Ce modèle a été approfondi et complété par une deuxième approche fondée non plus sur la similarité par certains attributs à un prototype, mais sur certains traits fonctionnels (Bloom, 1999). Il y aurait ainsi d’autres principes de catégorisation, comme par exemple la distinction entre attributs visuels et attributs fonctionnels, par exemple l’animal versus la voiture, la catégorisation se faisant plus couramment sur des attributs visuels pour l’animal et sur des attributs fonctionnels pour des artefacts du type voiture (Riddoch & Humphreys, 1987).

Nous ajouterons à ce bref aperçu de la théorie de la catégorisation qu’un dernier critère joue un rôle d’importance dans ce processus, celui de l’attribut inhabituel (‘distinctiveness effect’, Schmidt, 1996). Ce qui est inattendu ou inhabituel renforce sensiblement l’encodage et la mémorisation, et faciliterait la récupération lors du rappel (Hunt, 1995).

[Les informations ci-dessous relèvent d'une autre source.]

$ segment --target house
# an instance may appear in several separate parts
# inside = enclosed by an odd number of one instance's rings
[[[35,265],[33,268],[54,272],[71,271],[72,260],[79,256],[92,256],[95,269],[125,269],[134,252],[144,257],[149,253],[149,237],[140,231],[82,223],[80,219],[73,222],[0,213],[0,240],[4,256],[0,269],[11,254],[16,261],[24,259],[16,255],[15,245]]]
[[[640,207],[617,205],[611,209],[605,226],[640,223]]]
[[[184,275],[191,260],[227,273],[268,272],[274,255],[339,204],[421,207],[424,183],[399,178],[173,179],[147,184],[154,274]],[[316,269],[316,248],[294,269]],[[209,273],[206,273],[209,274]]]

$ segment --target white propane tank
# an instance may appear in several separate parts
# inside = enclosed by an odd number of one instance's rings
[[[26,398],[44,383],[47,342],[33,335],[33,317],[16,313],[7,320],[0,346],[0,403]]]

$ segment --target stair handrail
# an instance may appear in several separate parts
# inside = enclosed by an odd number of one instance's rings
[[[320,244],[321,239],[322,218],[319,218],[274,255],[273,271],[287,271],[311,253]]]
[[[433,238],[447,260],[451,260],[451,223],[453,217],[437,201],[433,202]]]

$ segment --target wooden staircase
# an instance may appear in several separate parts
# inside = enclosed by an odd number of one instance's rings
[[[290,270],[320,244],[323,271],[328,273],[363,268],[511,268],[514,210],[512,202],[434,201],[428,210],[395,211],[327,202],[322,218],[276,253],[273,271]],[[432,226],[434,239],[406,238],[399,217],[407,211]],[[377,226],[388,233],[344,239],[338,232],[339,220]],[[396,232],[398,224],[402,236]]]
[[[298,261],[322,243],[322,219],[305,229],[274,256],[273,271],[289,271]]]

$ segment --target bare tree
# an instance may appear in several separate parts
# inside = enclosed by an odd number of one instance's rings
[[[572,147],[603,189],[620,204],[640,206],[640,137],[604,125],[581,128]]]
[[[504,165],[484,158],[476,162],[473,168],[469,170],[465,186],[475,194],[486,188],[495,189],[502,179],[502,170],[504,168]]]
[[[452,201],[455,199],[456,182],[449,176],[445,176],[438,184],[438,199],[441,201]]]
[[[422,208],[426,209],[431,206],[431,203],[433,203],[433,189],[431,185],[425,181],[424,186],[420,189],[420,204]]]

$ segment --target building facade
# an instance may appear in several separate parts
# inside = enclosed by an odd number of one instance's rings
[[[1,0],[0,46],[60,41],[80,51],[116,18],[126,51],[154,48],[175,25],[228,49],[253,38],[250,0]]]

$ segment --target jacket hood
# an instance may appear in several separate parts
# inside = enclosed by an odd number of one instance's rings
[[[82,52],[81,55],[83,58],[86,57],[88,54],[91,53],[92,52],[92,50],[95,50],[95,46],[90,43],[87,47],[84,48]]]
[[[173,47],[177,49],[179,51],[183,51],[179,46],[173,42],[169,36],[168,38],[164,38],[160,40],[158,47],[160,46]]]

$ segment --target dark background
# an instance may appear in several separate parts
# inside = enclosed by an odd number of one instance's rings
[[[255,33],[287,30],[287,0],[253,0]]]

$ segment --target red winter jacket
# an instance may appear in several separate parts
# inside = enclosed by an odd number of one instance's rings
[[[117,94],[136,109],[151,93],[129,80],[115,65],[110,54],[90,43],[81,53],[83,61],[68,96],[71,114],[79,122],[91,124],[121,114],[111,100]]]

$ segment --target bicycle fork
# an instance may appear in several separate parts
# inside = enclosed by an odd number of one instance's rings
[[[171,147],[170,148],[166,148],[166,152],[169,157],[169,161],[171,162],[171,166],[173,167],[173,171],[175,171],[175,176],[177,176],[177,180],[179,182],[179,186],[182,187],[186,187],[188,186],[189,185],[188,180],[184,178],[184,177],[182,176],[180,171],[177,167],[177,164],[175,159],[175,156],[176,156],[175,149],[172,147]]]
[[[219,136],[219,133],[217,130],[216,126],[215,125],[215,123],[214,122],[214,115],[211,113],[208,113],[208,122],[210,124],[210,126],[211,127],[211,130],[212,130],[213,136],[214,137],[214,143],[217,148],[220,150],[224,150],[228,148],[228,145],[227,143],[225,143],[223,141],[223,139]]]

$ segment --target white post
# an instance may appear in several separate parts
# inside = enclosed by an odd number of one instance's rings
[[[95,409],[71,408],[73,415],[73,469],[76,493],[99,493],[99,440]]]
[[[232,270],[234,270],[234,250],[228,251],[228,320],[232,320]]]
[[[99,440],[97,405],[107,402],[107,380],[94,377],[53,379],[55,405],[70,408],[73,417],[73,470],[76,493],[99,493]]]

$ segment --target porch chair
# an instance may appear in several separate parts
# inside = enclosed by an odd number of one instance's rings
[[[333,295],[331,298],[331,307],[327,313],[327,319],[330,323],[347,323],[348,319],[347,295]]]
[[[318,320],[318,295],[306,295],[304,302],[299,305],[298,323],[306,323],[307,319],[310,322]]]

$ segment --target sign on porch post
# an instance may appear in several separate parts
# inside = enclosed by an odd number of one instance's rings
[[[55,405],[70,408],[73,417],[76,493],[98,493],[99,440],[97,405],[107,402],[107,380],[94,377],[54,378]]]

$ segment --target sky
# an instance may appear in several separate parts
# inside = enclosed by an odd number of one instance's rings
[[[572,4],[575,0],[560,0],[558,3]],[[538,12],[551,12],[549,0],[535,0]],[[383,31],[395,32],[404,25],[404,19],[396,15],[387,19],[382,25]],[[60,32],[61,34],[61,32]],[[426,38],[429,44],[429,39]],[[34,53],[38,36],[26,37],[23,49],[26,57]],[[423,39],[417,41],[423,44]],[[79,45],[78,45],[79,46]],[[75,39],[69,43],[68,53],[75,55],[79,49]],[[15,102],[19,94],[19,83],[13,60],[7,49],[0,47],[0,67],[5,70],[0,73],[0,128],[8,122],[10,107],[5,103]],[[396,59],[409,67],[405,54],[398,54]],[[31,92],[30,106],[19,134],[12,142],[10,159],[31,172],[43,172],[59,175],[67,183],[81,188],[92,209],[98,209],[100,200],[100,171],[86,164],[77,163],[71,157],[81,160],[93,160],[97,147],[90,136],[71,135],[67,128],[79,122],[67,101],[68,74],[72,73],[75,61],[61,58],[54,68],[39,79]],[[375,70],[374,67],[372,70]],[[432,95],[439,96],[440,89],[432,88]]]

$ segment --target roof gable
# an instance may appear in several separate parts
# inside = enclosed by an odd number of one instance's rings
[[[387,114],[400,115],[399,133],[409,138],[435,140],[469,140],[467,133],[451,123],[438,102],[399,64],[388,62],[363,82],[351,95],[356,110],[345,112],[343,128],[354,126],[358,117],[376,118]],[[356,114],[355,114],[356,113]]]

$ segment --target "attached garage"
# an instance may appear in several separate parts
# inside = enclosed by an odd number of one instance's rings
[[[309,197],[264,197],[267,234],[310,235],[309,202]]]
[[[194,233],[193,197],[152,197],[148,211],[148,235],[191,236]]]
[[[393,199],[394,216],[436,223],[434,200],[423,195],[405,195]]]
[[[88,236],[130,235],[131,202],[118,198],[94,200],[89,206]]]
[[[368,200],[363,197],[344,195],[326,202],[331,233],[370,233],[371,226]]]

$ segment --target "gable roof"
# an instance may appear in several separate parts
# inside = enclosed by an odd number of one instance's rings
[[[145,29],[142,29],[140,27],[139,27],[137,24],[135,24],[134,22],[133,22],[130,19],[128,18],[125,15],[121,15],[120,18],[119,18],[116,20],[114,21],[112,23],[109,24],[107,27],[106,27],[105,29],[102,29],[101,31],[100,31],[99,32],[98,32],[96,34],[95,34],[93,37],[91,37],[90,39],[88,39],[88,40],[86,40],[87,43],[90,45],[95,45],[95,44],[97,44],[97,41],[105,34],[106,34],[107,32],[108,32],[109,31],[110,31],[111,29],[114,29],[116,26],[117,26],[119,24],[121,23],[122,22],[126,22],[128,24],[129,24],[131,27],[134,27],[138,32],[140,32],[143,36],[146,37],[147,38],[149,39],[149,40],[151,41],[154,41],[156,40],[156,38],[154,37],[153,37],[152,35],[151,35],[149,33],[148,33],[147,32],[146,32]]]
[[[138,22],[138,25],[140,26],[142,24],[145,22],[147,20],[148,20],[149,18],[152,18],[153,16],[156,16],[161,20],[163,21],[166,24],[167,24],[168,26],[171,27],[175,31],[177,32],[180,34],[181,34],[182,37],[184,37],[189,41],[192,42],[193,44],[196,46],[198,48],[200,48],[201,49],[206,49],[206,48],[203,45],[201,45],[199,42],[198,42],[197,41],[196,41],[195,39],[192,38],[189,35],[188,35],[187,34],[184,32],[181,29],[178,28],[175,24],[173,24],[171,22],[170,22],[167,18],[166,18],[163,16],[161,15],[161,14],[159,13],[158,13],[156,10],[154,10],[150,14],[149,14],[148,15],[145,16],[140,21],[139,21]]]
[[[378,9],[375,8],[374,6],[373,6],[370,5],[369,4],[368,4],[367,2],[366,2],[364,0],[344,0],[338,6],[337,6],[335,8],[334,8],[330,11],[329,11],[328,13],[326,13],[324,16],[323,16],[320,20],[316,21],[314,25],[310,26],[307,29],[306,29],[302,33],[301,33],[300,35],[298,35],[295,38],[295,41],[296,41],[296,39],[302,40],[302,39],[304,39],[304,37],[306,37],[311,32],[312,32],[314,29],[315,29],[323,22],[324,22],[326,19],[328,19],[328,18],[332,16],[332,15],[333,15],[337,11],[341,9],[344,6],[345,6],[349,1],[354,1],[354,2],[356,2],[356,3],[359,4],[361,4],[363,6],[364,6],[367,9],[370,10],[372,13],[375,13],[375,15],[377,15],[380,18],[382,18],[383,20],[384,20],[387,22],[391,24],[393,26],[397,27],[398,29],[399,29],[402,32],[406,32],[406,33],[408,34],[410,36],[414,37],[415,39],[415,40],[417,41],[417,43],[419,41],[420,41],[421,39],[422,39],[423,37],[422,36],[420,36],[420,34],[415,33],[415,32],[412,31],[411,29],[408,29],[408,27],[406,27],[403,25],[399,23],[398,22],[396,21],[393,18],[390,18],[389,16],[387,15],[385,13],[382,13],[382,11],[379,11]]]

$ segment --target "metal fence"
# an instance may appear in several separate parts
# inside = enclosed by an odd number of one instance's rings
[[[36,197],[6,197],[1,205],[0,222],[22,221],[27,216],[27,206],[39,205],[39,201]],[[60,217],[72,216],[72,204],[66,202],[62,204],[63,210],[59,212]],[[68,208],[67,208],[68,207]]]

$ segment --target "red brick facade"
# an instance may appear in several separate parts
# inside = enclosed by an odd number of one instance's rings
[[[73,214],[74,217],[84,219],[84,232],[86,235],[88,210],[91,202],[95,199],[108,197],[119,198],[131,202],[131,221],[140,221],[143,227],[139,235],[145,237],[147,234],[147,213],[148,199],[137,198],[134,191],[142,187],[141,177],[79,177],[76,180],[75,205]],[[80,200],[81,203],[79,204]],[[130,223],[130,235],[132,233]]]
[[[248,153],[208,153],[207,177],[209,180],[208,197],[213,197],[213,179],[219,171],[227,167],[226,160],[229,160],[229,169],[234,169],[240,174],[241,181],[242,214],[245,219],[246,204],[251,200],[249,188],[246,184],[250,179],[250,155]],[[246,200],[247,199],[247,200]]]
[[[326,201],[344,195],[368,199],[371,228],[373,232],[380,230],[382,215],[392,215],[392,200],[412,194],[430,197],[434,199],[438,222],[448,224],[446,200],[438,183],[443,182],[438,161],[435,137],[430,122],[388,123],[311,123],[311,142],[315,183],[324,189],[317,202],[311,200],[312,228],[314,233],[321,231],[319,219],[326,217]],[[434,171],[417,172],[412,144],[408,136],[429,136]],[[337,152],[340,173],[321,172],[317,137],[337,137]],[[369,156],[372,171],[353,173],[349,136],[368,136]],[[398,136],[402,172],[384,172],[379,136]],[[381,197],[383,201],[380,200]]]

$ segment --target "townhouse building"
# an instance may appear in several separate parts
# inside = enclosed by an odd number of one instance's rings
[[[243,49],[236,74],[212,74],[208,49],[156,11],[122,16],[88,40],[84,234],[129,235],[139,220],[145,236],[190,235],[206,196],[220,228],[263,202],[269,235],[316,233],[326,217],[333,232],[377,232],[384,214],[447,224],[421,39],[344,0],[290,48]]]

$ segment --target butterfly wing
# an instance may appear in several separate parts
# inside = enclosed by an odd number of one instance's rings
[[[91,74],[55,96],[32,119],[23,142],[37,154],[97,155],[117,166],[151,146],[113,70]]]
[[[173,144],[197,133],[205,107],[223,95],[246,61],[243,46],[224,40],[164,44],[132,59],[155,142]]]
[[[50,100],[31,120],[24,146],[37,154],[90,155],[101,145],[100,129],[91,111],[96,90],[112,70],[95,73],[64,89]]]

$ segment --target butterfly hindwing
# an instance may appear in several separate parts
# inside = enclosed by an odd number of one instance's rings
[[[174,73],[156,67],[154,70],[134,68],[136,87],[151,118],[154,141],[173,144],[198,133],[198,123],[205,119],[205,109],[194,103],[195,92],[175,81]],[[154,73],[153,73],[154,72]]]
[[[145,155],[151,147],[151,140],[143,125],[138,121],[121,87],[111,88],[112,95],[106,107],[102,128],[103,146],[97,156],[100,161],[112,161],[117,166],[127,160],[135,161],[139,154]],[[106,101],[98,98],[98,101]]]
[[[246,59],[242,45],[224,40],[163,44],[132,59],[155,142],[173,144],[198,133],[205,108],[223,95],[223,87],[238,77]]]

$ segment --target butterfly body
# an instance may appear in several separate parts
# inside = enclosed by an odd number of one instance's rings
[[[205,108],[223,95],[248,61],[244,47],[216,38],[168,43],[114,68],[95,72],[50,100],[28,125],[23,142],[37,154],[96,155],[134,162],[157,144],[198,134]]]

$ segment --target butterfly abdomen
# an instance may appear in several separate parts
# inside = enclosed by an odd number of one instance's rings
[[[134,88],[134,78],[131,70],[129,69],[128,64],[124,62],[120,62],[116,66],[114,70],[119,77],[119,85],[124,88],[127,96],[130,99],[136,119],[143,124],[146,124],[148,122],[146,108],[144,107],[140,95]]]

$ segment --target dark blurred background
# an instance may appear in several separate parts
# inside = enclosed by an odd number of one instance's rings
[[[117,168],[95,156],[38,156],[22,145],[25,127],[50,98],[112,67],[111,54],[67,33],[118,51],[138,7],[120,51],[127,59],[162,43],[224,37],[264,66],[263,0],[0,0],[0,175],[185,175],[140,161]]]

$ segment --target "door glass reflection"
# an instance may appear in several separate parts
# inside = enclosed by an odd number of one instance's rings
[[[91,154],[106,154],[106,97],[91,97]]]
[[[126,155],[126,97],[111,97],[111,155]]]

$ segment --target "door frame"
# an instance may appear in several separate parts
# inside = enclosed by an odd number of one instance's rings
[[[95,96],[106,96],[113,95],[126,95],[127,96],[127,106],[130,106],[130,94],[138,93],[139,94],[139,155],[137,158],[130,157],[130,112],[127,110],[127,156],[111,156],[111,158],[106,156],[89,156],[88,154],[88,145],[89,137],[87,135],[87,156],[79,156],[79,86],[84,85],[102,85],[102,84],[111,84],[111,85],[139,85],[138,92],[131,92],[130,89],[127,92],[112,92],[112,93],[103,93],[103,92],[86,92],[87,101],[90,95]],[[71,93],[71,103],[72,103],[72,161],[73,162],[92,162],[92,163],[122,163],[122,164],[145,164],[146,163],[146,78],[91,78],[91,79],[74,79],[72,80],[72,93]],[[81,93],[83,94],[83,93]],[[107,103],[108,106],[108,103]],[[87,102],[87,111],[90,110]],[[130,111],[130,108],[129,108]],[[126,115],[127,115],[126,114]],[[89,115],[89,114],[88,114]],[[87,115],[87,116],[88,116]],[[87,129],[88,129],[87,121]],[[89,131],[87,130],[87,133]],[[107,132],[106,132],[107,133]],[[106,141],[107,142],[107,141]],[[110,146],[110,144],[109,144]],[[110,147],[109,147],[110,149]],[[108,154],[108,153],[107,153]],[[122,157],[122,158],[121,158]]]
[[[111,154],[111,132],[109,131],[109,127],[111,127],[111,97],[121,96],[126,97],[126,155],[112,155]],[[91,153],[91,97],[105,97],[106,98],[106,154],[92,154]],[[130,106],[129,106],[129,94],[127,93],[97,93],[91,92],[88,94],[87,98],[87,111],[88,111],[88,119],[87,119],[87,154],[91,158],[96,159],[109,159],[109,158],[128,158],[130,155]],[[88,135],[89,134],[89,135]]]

Cette approche de la catégorisation par les attributs est jugée plus pertinente aujourd’hui que la seule dimension étudiée traditionnellement par la théorie fondée sur le nom de l’objet ou du mot. La distinction par les propriétés fonctionnelles et structurales s’avère plus efficiente mais elle renvoie aussitôt à une dichotomie entre modalités visuelle et verbale.

Ce dernier point nous paraît essentiel au regard de notre interrogation.

Si, dans le processus de catégorisation tel que le retient la théorie des attributs cognitifs, les mécanismes d’identification et d’appartenance sont multiples, dissociés et distribués selon diverses modalités, alors l’hypothèse d’un effet d’habiletés développées en matière d’imagerie n’est pas à exclure à priori. Ajoutons que cette approche selon les critères fonctionnels et structuraux intègre implicitement un élément de contextualisation de l’encodage et de la récupération, absent des protocoles les plus courants de laboratoires, qui expurgent, s’agissant de catégorisation, les attributs action ou emploi des mots faisant l’objet de la tâche de catégorisation. Nous avons mis en évidence l’importance de ces éléments relatifs au but dans les tâches cognitives de haut niveau dans notre première partie et vérifié que la pratique échiquéenne associait les pièces à leur but premier qu’est le déplacement possible. En cela l’habileté d’imagerie serait d’autant plus développée par la pratique, nous l’avons relevé, qu’elle est indissociable d’un élément action ou but.

Voilà qui justifiait en soi que fut recherché à travers cette deuxième expérience la part éventuelle de l’imagerie dans une tâche de mémorisation d’items verbaux, imagerie facilitant ou non leur catégorisation.